The fiscal reality means the Navy’s submarine fleet is likely to shrink to the low 40s and 30s into late 2020 and 2030 “because we didn’t build as many manned submarines in the 1990s as we wanted, and therefore the retirements of nuclear-powered attack [subs] will exceed the number being commissioned,” Work says.

At the same time, attack ships on the surface are becoming more vulnerable because advanced guided weapons – including anti-ship ballistic missiles, stealthy supersonic missiles, and wake-homing torpedoes – are proliferating. This vulnerability “makes you more keen to do things underwater, but you can’t buy as many manned subs, so UUVs will be a means by which the US will be able to maintain its undersea dominance even with a smaller number of manned submarines,” Work adds.

There are reasons UUVs haven’t caught on so far, however. One key roadblock to their development and widespread use has been communications. 

“It’s literally easier to communicate with the Mars rover than it is to communicate with a UUV at 100 nautical miles under water,” Work says.

Radio waves don’t travel well under water, so UUVs must surface and extend antennae to transmit data.

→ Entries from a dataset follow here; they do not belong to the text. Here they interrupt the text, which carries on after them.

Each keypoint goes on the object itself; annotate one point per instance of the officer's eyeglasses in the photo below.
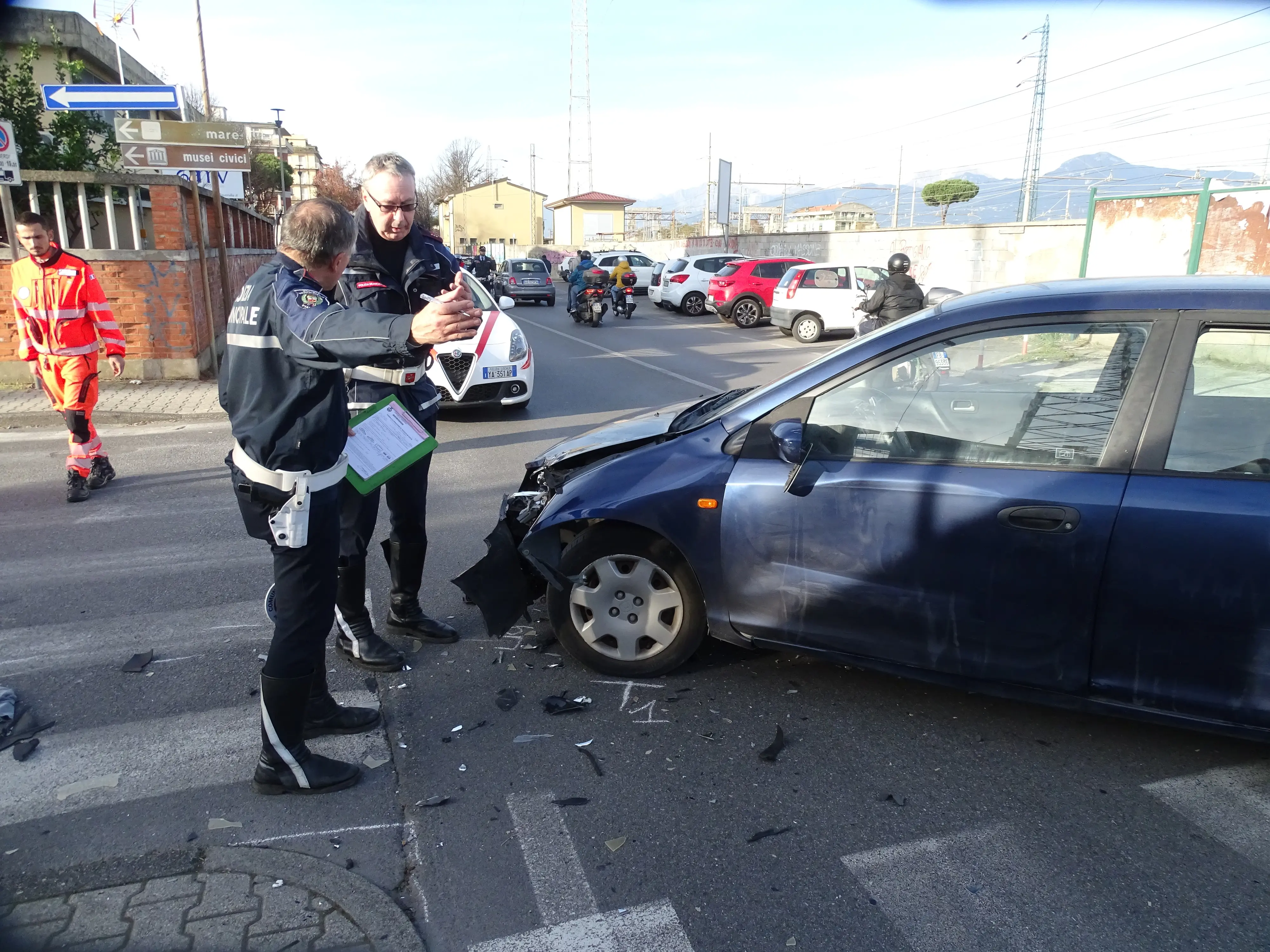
(406, 209)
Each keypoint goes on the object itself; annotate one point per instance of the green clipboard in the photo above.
(398, 465)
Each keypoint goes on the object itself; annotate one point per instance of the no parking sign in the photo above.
(10, 172)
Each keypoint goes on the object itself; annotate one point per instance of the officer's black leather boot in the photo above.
(406, 618)
(323, 714)
(358, 640)
(286, 766)
(101, 474)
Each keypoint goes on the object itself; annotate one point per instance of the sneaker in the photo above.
(77, 487)
(102, 473)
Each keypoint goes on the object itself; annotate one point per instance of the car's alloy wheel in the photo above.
(808, 329)
(636, 607)
(747, 313)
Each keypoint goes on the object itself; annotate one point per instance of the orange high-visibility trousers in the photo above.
(72, 385)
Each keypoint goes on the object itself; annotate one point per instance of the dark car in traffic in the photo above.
(525, 280)
(1056, 492)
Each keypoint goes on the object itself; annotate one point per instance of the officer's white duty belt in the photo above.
(401, 378)
(290, 525)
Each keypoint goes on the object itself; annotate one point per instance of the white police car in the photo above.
(493, 369)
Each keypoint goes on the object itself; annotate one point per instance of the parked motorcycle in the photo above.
(624, 303)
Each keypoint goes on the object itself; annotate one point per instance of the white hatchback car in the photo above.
(813, 299)
(641, 265)
(493, 369)
(685, 281)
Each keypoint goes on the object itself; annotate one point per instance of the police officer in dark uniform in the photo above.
(283, 387)
(396, 268)
(899, 296)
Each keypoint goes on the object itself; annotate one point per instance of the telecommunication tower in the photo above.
(1032, 159)
(580, 78)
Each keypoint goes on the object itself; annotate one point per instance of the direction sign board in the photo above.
(180, 134)
(111, 97)
(152, 157)
(10, 172)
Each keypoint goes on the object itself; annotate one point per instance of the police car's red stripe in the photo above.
(485, 334)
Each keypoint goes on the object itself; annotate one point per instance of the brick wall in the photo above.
(157, 295)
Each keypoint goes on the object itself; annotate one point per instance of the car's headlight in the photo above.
(519, 348)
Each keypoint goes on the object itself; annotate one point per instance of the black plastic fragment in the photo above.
(769, 832)
(138, 662)
(775, 748)
(25, 748)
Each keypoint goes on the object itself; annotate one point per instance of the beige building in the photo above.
(590, 219)
(844, 216)
(498, 213)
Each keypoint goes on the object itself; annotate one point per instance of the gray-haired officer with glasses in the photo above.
(396, 268)
(283, 385)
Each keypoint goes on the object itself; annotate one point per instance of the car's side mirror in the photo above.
(788, 441)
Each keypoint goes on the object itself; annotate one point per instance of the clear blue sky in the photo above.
(820, 91)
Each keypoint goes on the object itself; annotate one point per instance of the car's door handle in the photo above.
(1041, 519)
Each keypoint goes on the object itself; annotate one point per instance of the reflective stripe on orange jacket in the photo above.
(62, 309)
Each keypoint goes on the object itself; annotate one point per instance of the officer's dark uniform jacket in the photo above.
(283, 380)
(899, 296)
(366, 285)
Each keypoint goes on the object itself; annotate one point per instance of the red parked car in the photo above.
(742, 291)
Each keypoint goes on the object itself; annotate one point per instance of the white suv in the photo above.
(641, 265)
(813, 299)
(685, 281)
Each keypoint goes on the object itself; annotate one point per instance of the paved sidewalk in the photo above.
(120, 403)
(242, 899)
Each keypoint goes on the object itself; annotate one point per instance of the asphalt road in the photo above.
(899, 817)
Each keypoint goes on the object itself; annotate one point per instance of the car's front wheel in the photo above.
(636, 609)
(808, 329)
(747, 313)
(694, 305)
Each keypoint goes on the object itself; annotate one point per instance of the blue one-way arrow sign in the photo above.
(111, 98)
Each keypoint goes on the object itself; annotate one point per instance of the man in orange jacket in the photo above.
(62, 310)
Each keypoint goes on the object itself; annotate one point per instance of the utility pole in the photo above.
(219, 237)
(1032, 159)
(580, 37)
(900, 175)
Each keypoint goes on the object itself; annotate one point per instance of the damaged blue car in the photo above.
(1055, 492)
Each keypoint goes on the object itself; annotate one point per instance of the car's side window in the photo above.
(1224, 423)
(1041, 397)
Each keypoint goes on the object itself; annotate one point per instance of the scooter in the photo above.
(624, 305)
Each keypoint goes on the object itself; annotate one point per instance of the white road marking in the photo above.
(556, 873)
(1230, 804)
(653, 927)
(203, 750)
(625, 357)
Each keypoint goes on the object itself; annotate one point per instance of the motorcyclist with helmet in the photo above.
(899, 296)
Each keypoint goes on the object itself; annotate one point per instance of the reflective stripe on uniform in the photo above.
(257, 341)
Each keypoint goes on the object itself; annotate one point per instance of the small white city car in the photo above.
(493, 369)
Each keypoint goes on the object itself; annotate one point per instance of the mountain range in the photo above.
(1064, 192)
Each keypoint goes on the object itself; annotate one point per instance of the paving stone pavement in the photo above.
(223, 908)
(177, 397)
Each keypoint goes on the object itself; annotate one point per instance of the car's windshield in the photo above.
(705, 408)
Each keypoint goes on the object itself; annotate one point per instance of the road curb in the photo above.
(370, 908)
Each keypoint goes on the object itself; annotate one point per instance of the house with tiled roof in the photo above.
(590, 219)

As a result, “just communicating with a UUV is very difficult,” he adds. 

For this reason, too, time lags under water are measured “in days and weeks,” says Alan Beam, a 26-year veteran Navy nuclear submariner and the former program manager for Unmanned Underwater Vehicles at the Pentagon’s futuristic Defense Advanced Research Projects Agency (DARPA).

“If you want to talk to UUVs on a near-real-time basis, you have to establish a communications path,” adds Mr. Beam, who now runs the Autonomous Undersea Vehicle Applications Center, which advocates the development of UUVs in both the defense and commercial sectors.

While it’s possible to put sensors and weapons on UUVs, up to this point the underwater vehicles "didn’t have the endurance to be tactically useful,” he notes. 

Once the Navy can commission a UUV that can go out for 30 days at a time, “then you’re really starting to get something.”

To do that, the Navy needs bigger UUVs that can store fuel. It refers to these as “large diameter UUVs,” and the goal is ultimately to be able to send them out for at least two months.

These programs “are funded, and funded fairly heavily,” Beam adds.

Still, their current funding is a fraction of that for unmanned aerial vehicles. The Pentagon has budgeted a bit more than $1 billion for all unmanned maritime systems, about half of which will go to unmanned underwater vehicles. By comparison, the Pentagon plans to spend more than $45 billion on UAVs in the next year, according to figures from the Association for Unmanned Vehicle Systems International.

Even so, the trend line for UUVs “is very, very bright,” says Work of CNAS. In the future, he notes, large UUVs might work in the same way as all-purpose trucks, able to carry mines and torpedoes as well as to transport Special Operations Forces.

Smaller UUVs might also be implanted with sensors and weapons, sit off the coast of an enemy harbor, “and essentially be a mobile minefield with small torpedoes so when ships come out of the harbor they could disable them.”

For now, antimine UUVs are already “going like gangbusters,” being deployed extensively in places like the Persian Gulf to sweep for mines using programmed GPS coordinates, Work adds. 

UUVs can sweep areas with relative precision, but “what they are working on right now is the false-alarm rates, because the sonars they carry are very small.” 

In years to come, UUVs are not likely to replace manned nuclear-powered attack submarines. They are not fast enough to follow – or advanced enough to hunt and track – adversaries' submarines, for example. 

They will, however, probably be designed to “do the missions that are dull, dangerous, dirty, or deceptive that the [nuclear-powered attack submarines] can’t do,” Rear Adm. Richard Breckenridge, director of the Navy’s Undersea Warfare Division, told lawmakers at a September congressional hearing. “So what we’ll do is we’ll be able to free up those manned assets to go do our nation’s bidding.”